View source: R/simulate_diffusion.R
simulate_diffusion | R Documentation |
This function allows users to simulate data using a NBDA model. The user must supply a list of STRAND data objects, a set of parameters, and a series of formulas following standard lm() style syntax.
simulate_diffusion(
long_data,
individual_focal_regression,
social_focal_regression,
social_target_regression,
social_dyad_regression,
individual_focal_parameters,
social_focal_parameters,
social_target_parameters,
social_dyad_parameters,
base_rates,
ces_parameters = list(alpha = 0.95, sigma = 100, eta = 1)
)
long_data |
A list of data objects of class STRAND prepared using the make_strand_data() function. The data objects must include all covariates and trait diffusion data used in the formulas listed below. |
individual_focal_regression |
A formula for the effects of focal predictors on individual learning rate. This should be specified as in lm(), e.g.: ~ Age * Education. |
social_focal_regression |
A formula for the effects of focal predictors on social attention weights. This should be specified as in lm(), e.g.: ~ Age * Education. |
social_target_regression |
A formula for the effects of target predictors on social attention weights. This should be specified as in lm(), e.g.: ~ Age * Education. |
social_dyad_regression |
A formula for the predictors of dyadic relationships on social attention weights. This should be specified as in lm(), e.g.: ~ Kinship + Friendship. |
individual_focal_parameters |
A formula for the effects of focal predictors on individual learning rate. This should be specified as in lm(), e.g.: ~ Age * Education. |
social_focal_parameters |
A formula for the effects of focal predictors on social attention weights. This should be specified as in lm(), e.g.: ~ Age * Education. |
social_target_parameters |
A formula for the effects of target predictors on social attention weights. This should be specified as in lm(), e.g.: ~ Age * Education. |
social_dyad_parameters |
A formula for the predictors of dyadic relationships on social attention weights.
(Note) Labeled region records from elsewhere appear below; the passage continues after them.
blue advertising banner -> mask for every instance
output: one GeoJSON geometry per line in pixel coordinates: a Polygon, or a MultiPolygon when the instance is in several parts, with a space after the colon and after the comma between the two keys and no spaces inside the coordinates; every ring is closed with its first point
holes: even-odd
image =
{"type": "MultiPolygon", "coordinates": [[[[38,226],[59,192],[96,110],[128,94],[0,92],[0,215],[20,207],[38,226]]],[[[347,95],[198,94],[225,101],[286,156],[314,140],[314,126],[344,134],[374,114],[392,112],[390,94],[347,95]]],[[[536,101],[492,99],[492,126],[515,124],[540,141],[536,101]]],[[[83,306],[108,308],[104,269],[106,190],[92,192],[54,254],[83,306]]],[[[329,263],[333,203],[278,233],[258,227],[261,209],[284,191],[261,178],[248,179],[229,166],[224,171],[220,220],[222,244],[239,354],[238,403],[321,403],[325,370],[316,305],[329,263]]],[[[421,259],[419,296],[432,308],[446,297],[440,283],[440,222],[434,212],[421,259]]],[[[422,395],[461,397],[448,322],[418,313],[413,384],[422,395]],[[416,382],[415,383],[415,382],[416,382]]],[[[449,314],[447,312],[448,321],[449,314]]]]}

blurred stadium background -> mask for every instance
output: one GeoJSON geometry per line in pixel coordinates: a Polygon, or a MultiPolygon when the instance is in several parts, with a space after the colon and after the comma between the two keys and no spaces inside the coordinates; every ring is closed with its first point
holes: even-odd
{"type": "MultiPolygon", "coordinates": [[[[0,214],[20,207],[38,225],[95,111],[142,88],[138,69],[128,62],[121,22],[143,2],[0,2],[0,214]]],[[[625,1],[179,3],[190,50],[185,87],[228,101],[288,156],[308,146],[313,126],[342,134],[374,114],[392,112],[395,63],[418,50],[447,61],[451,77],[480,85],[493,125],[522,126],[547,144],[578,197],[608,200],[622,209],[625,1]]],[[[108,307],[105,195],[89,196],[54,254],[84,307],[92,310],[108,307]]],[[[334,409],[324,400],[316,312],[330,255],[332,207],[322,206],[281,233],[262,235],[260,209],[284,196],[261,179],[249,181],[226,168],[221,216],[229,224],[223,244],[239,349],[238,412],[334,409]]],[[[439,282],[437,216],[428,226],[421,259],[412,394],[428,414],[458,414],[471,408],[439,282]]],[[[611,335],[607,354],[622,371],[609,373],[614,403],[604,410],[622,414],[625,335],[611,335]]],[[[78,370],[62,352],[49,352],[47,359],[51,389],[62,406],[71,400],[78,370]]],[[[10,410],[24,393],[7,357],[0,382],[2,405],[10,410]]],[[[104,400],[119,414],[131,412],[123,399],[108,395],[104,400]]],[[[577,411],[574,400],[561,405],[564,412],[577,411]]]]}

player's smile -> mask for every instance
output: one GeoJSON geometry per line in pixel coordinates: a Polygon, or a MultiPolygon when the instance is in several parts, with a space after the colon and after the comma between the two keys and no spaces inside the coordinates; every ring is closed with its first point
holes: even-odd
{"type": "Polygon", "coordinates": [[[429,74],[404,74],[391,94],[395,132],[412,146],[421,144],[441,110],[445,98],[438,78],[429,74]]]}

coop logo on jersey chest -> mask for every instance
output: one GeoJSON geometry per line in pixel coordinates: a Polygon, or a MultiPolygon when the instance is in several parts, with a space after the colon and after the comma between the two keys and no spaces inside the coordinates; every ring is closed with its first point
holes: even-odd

This should be specified as in lm(), e.g.: ~ Kinship + Friendship. |
base_rates |
The intercept parameters for the individual and then social learing rates on logg-odds scale. |
ces_parameters |
A named list: alpha is the share of social influence owing to i to j ties (which implies 1-alpha is the share due to j to i ties), sigma is the elastisity of substitution, eta is returns to scale. |
A STRAND model object containing the data used, and the Stan results.
## Not run:
fit = fit_NBDA_model(long_data=model_dat,
individual_focal_regression = ~ Age * NoFood,
social_block_regression = ~ Ethnicity,
social_focal_regression = ~ Age * NoFood,
social_target_regression = ~ Age * NoFood,
social_dyad_regression = ~ Relatedness + Friends * SameSex,
mode="mcmc",
stan_mcmc_parameters = list(seed = 1, chains = 1,
parallel_chains = 1, refresh = 1,
iter_warmup = 100, iter_sampling = 100,
max_treedepth = NULL, adapt_delta = NULL)
)
## End(Not run)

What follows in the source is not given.